Review of Afonya

Afonya (1975)
9/10
Plumb full of quality
6 April 2014
Warning: Spoilers
This is the second film I've seen of Daneliya; I sought it out after I saw Kin-Dza-Dza. This film is fantastic too, in very very different ways, but it seems to have a similar sentiment of humorous cynicism covering a serious hope at a center for human kindness. This makes for a tone that's both tragic and comic, and a film that's sincere but not doe-eyed.

As a the one-name title might suggest, this is not a plot-heavy film but a character piece about Afonya, a hero who seems to be making himself into a nobody. He gives the impression of a man doing everything wrong in his life -- demanding apprentices at work only to dismiss them immediately, insulting his boss, leaving a house to flood because he doesn't want to do overtime, causing his girlfriend to leave him by bringing home drunk strangers only to chase women who are uninterested in him and ignore the one who is.

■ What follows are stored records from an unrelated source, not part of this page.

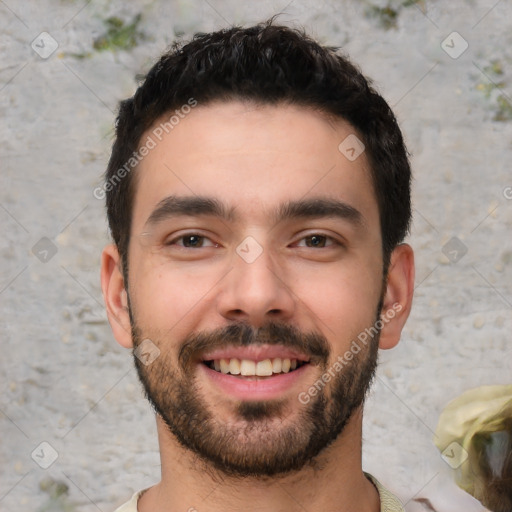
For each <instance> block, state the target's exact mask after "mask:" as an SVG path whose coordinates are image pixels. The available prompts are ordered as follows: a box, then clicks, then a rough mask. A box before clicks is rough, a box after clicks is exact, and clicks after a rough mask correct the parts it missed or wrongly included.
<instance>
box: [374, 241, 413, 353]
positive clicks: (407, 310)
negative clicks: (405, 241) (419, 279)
mask: <svg viewBox="0 0 512 512" xmlns="http://www.w3.org/2000/svg"><path fill="white" fill-rule="evenodd" d="M413 292H414V252H413V250H412V248H411V246H410V245H408V244H401V245H399V246H397V247H396V248H395V250H394V251H393V252H392V253H391V261H390V264H389V271H388V276H387V286H386V293H385V295H384V302H383V307H382V313H381V321H382V323H383V327H382V329H381V332H380V341H379V348H382V349H388V348H393V347H394V346H396V345H397V344H398V342H399V341H400V335H401V333H402V329H403V327H404V325H405V321H406V320H407V318H408V317H409V313H410V312H411V306H412V296H413Z"/></svg>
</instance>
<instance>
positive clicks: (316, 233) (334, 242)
mask: <svg viewBox="0 0 512 512" xmlns="http://www.w3.org/2000/svg"><path fill="white" fill-rule="evenodd" d="M193 236H197V237H199V238H202V239H206V240H210V239H209V238H208V237H207V236H204V235H201V234H200V233H194V232H191V233H185V234H184V235H181V236H179V237H176V238H174V239H172V240H170V241H169V242H166V243H165V245H166V246H172V245H175V242H176V241H177V240H182V239H184V238H188V237H193ZM315 236H317V237H321V238H325V239H326V240H330V241H331V242H332V245H328V246H327V247H321V249H327V248H329V247H335V246H339V247H342V246H343V244H342V243H341V242H339V241H338V240H336V239H335V238H333V237H332V236H329V235H325V234H323V233H311V234H309V235H307V236H304V237H302V238H301V239H300V240H299V241H302V240H306V239H308V238H313V237H315ZM210 242H211V240H210ZM212 243H213V242H212ZM218 245H219V244H215V245H214V246H215V247H218ZM179 247H183V248H184V249H195V247H185V246H179ZM208 247H212V246H208ZM204 248H205V247H199V249H204ZM306 248H308V249H313V248H314V247H306Z"/></svg>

And as he gets everything wrong for himself, he does it in a very funny way. And destructive as his actions may be, they are shown us in a tone perfect to make him seem likable and a bit pitiable rather than despicable. And slowly, with an imperceptible transition, we realize that he's not just getting everything wrong in his life, but that he;s just extremely depressed and indifferent.

Things get as sad as they can for our hero -- as he comes home to the aunt who raised him to find that he she is dead and realizes his own callousness at never writing him -- before they end with one bright glint of home.

Very fine and sensitive writing, acting, and directing to achieve the counterpoint of tone here -- the film is both very funny and very sad, the hero is both terrible and very likable. Very simple in its way but no small achievement.